Sense of Entitlement Ingrained (Feedback)

by Steve Smith  on Monday, Jul. 15, 2013 12:00 am  

TO THE EDITOR:

Gwen Moritz’s commentary on “The Entitlement Mentality” was great [June 24 Editor’s Note]. Her message is perfectly on point. It is bad enough when we destroy initiative with well-meaning but poorly executed assistance to poor people, but when we engage in corporate and farm welfare, it is just that much worse.

Farmers (collectively considered an American icon) not only are the beneficiaries of direct support from taxpayers, but many often avoid any significant income taxes themselves by continuing to deduct improvements made to their operations. Then when the more valuable operation passes on to their children, the stepped-up basis, which represents a generation of income, escapes taxation permanently unless it exceeds a huge estate tax exemption. It’s a real racket.

Unfortunately, the sense of entitlement is so ingrained in our culture that most people don’t even recognize it when it is right in front of their noses. Why pay your taxes when a lawyer says he can “reduce or eliminate the amount you owe”? Or a borrower with a cash business tells his lender that he really can afford to repay the loan he is requesting even when his tax return says he can’t, the explanation being something along the lines of “I don’t tell Uncle Sam everything I make.”
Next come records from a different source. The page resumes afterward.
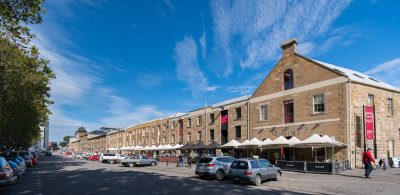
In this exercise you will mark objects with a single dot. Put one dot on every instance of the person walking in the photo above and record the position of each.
(190, 161)
(180, 161)
(368, 160)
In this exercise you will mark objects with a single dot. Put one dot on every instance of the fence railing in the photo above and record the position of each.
(318, 167)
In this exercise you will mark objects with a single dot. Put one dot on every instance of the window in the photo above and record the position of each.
(238, 130)
(288, 111)
(389, 107)
(370, 100)
(239, 113)
(200, 120)
(288, 79)
(212, 118)
(319, 103)
(264, 112)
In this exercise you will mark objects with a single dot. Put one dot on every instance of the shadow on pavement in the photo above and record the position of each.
(55, 179)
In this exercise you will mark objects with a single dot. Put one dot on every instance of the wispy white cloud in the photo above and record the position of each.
(249, 86)
(203, 44)
(388, 72)
(188, 69)
(150, 80)
(261, 26)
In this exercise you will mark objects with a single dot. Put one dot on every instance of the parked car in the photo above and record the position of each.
(94, 157)
(111, 158)
(6, 173)
(28, 161)
(138, 160)
(85, 156)
(217, 167)
(16, 169)
(253, 170)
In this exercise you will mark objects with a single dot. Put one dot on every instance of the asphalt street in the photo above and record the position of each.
(59, 174)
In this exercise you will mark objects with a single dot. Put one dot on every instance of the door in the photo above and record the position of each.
(391, 148)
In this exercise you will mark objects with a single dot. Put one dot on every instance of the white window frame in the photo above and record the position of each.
(199, 120)
(316, 101)
(262, 113)
(390, 106)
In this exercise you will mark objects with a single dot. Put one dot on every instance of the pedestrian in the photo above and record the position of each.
(190, 161)
(368, 160)
(180, 160)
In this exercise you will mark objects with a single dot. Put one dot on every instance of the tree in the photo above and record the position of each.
(63, 144)
(24, 76)
(16, 15)
(66, 138)
(81, 130)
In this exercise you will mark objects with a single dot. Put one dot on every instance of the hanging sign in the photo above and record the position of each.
(369, 122)
(224, 119)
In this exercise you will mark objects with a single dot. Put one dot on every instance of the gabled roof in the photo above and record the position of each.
(231, 101)
(354, 75)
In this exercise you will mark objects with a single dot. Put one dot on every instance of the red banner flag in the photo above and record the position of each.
(224, 119)
(369, 122)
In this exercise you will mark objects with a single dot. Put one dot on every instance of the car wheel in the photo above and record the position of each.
(258, 180)
(277, 176)
(219, 175)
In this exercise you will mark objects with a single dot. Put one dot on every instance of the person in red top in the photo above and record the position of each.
(367, 159)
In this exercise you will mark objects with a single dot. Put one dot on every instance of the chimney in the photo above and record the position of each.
(289, 47)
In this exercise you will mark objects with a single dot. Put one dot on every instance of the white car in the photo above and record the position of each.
(111, 158)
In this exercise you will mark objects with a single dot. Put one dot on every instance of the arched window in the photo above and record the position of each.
(288, 79)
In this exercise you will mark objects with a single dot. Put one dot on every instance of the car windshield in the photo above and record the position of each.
(239, 165)
(205, 160)
(3, 162)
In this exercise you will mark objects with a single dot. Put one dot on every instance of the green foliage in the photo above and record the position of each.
(81, 130)
(24, 94)
(276, 156)
(66, 138)
(63, 144)
(16, 15)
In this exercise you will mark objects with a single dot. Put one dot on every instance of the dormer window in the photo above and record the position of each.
(288, 79)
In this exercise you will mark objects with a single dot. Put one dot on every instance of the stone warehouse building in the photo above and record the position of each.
(299, 97)
(302, 96)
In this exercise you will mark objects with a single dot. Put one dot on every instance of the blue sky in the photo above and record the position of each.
(120, 63)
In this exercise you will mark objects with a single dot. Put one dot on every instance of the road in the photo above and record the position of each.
(61, 175)
(57, 175)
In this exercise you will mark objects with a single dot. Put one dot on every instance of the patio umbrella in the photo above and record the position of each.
(185, 147)
(213, 145)
(250, 144)
(198, 146)
(232, 144)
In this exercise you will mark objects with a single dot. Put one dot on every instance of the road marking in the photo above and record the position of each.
(376, 182)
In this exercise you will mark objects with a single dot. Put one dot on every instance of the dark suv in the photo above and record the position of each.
(253, 170)
(217, 167)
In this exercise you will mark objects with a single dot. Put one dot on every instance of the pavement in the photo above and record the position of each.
(59, 174)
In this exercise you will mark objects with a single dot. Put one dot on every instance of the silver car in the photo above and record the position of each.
(253, 170)
(217, 167)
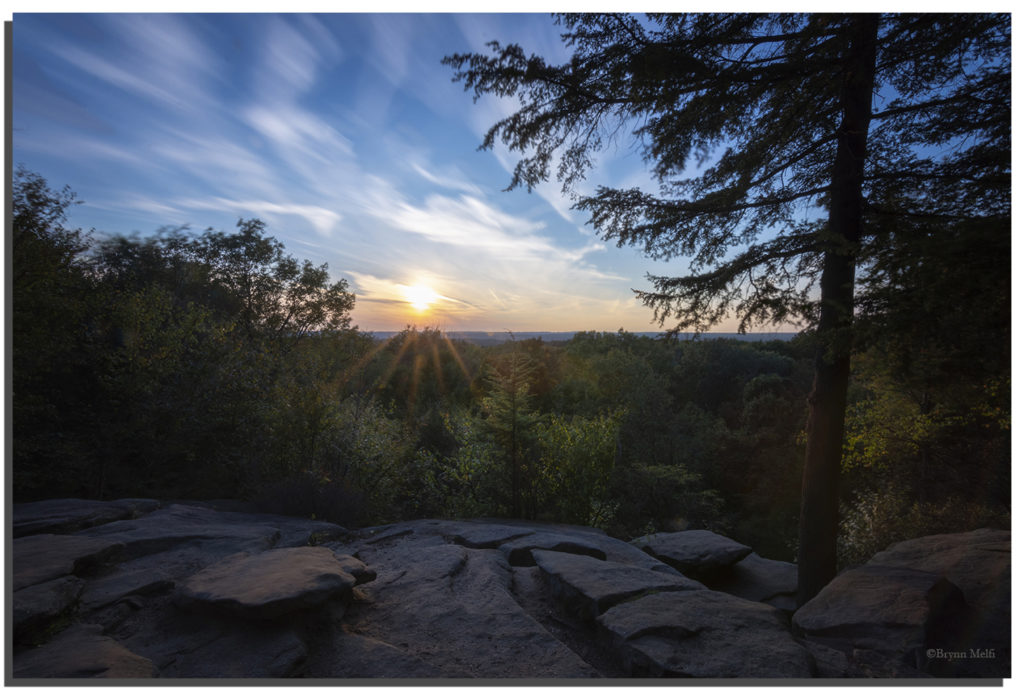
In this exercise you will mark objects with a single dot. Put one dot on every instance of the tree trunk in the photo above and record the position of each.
(819, 508)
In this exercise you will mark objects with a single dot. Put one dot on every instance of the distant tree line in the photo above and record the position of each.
(213, 364)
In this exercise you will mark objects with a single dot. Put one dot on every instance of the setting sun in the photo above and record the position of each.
(420, 296)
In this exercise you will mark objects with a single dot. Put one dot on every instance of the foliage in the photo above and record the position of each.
(875, 520)
(511, 419)
(788, 149)
(139, 370)
(577, 460)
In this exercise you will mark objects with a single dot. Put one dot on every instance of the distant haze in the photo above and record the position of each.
(496, 337)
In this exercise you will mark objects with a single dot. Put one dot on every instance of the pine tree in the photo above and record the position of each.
(511, 420)
(820, 135)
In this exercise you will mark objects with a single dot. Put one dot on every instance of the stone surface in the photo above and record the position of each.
(62, 516)
(355, 568)
(696, 554)
(760, 579)
(704, 634)
(454, 608)
(39, 606)
(897, 612)
(44, 557)
(82, 652)
(588, 587)
(226, 531)
(354, 656)
(446, 599)
(978, 563)
(269, 585)
(110, 589)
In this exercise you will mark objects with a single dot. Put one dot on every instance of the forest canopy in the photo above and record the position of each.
(160, 366)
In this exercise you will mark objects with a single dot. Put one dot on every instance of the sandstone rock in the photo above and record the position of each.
(112, 588)
(454, 609)
(978, 563)
(44, 557)
(242, 652)
(38, 607)
(171, 526)
(355, 568)
(696, 554)
(894, 611)
(588, 587)
(219, 530)
(520, 552)
(704, 634)
(137, 507)
(478, 535)
(973, 561)
(269, 585)
(354, 656)
(760, 579)
(188, 643)
(82, 651)
(67, 515)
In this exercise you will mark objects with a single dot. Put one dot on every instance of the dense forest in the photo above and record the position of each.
(214, 364)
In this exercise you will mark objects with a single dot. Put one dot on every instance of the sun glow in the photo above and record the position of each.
(420, 297)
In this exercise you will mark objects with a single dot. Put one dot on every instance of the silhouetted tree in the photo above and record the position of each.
(816, 132)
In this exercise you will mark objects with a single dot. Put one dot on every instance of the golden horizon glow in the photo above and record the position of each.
(420, 296)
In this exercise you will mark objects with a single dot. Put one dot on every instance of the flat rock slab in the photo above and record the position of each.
(452, 608)
(82, 652)
(978, 563)
(519, 552)
(269, 585)
(62, 516)
(704, 634)
(895, 611)
(36, 608)
(227, 531)
(760, 579)
(112, 588)
(481, 535)
(697, 554)
(44, 557)
(588, 587)
(354, 656)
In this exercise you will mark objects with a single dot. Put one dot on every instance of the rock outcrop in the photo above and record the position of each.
(137, 590)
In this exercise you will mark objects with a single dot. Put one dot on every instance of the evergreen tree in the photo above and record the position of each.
(821, 135)
(511, 420)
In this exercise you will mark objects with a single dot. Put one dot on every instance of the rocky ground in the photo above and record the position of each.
(136, 589)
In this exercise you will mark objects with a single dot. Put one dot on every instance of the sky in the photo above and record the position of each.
(346, 135)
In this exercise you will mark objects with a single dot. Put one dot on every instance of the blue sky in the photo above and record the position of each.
(346, 135)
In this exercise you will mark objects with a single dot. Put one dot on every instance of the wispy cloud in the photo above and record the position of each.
(322, 219)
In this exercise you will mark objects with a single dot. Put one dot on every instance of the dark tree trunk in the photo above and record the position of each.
(819, 508)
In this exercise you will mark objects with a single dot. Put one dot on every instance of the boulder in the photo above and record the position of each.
(453, 608)
(81, 652)
(897, 612)
(978, 563)
(760, 579)
(696, 554)
(114, 587)
(588, 587)
(354, 656)
(355, 568)
(65, 515)
(44, 557)
(705, 634)
(39, 608)
(520, 552)
(219, 530)
(269, 585)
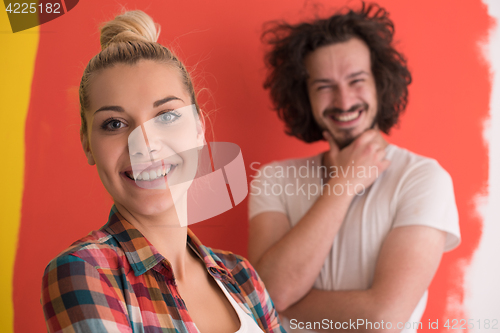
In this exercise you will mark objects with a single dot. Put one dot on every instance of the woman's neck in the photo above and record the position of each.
(165, 233)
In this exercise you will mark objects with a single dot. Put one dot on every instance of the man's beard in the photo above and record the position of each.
(348, 136)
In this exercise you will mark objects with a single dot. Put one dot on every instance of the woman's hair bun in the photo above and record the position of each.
(130, 26)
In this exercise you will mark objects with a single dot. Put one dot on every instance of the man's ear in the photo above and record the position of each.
(86, 148)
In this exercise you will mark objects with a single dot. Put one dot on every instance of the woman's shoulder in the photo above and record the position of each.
(98, 249)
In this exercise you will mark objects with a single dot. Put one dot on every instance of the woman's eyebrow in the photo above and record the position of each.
(110, 108)
(165, 100)
(155, 104)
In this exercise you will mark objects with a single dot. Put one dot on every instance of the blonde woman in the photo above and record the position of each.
(145, 271)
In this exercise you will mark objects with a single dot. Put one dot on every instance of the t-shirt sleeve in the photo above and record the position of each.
(76, 298)
(266, 192)
(426, 198)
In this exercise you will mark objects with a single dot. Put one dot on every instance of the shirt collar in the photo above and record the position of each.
(142, 255)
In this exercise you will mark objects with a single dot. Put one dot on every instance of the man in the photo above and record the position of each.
(351, 238)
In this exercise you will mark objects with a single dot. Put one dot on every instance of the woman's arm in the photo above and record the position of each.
(77, 297)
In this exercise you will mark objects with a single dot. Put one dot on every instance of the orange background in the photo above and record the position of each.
(63, 199)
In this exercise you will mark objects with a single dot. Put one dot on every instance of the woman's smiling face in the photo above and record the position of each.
(148, 100)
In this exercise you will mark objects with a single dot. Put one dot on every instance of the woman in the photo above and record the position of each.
(144, 271)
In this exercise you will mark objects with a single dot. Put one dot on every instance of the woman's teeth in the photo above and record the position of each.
(348, 116)
(154, 174)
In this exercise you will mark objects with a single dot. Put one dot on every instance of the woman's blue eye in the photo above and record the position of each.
(168, 117)
(112, 125)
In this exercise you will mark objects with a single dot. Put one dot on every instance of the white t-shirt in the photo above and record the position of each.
(414, 190)
(247, 323)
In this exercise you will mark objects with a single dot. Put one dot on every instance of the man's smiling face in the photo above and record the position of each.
(342, 89)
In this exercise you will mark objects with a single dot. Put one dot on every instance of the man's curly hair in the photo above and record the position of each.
(288, 76)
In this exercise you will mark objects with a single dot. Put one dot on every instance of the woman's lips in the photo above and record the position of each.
(160, 181)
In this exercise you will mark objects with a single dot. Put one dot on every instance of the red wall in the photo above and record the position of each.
(64, 199)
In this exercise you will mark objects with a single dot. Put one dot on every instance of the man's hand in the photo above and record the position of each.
(358, 164)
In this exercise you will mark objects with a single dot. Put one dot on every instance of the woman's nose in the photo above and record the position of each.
(137, 145)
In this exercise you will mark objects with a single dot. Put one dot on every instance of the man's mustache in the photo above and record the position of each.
(334, 110)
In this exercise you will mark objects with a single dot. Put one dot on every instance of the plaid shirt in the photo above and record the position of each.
(114, 280)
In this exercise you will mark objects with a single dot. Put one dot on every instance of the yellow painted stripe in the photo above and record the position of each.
(17, 62)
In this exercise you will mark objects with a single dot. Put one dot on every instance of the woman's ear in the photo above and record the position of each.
(86, 148)
(200, 130)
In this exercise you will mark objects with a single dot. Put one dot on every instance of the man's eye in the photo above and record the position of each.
(322, 87)
(168, 117)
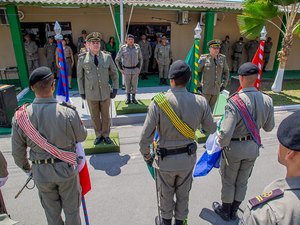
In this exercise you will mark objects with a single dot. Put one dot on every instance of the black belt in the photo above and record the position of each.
(242, 138)
(46, 161)
(130, 67)
(189, 149)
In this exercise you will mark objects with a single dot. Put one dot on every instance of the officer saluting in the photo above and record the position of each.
(175, 155)
(280, 204)
(94, 69)
(246, 112)
(215, 73)
(51, 131)
(129, 60)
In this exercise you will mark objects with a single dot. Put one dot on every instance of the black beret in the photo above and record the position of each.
(178, 69)
(248, 69)
(215, 43)
(39, 74)
(288, 132)
(94, 37)
(130, 36)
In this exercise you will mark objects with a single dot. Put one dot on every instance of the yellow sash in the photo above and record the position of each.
(181, 126)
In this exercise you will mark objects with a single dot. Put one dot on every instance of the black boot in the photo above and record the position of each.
(222, 210)
(128, 101)
(234, 208)
(134, 101)
(178, 222)
(161, 81)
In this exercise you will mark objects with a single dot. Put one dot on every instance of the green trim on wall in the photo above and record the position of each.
(209, 30)
(279, 46)
(16, 35)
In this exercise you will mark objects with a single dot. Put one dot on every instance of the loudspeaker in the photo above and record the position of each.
(234, 84)
(8, 104)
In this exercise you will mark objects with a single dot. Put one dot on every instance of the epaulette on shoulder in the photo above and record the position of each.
(26, 103)
(68, 105)
(265, 197)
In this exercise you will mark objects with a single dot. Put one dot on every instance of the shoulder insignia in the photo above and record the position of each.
(26, 103)
(265, 197)
(68, 105)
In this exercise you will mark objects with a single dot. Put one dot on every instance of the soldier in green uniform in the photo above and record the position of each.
(146, 52)
(129, 61)
(215, 73)
(225, 47)
(31, 51)
(279, 204)
(50, 50)
(237, 49)
(251, 48)
(176, 153)
(267, 52)
(241, 144)
(163, 57)
(54, 126)
(94, 69)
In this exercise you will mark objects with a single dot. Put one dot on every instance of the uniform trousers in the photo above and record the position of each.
(32, 65)
(131, 82)
(100, 116)
(178, 183)
(211, 99)
(58, 196)
(235, 177)
(163, 71)
(145, 66)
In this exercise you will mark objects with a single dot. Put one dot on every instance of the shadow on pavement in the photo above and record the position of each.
(111, 163)
(211, 217)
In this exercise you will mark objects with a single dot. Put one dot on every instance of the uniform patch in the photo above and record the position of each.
(265, 197)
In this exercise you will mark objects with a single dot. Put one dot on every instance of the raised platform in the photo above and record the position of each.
(90, 148)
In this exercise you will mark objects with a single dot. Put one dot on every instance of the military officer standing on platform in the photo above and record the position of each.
(251, 47)
(129, 60)
(50, 50)
(246, 112)
(94, 69)
(267, 52)
(31, 51)
(215, 73)
(280, 204)
(237, 54)
(146, 52)
(176, 153)
(163, 57)
(53, 161)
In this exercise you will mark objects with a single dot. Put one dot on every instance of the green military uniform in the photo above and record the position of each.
(163, 56)
(50, 50)
(146, 52)
(57, 181)
(237, 49)
(175, 171)
(31, 51)
(267, 52)
(130, 60)
(93, 82)
(278, 209)
(239, 149)
(251, 48)
(215, 74)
The rest of us (law-abiding chumps) are left to foot the bill for the food stamps and the farmers. It is disgusting. And now the IRS has pulled some boneheaded shenanigans that undermine its credibility when its budget really should be doubled to try to catch all the cheats and reduce the deficit.

From the bottom to the top of the socioeconomic ladder, everybody feels entitled to somebody else’s money whether acquired legally or otherwise. Thanks for the opportunity to get worked up and vent!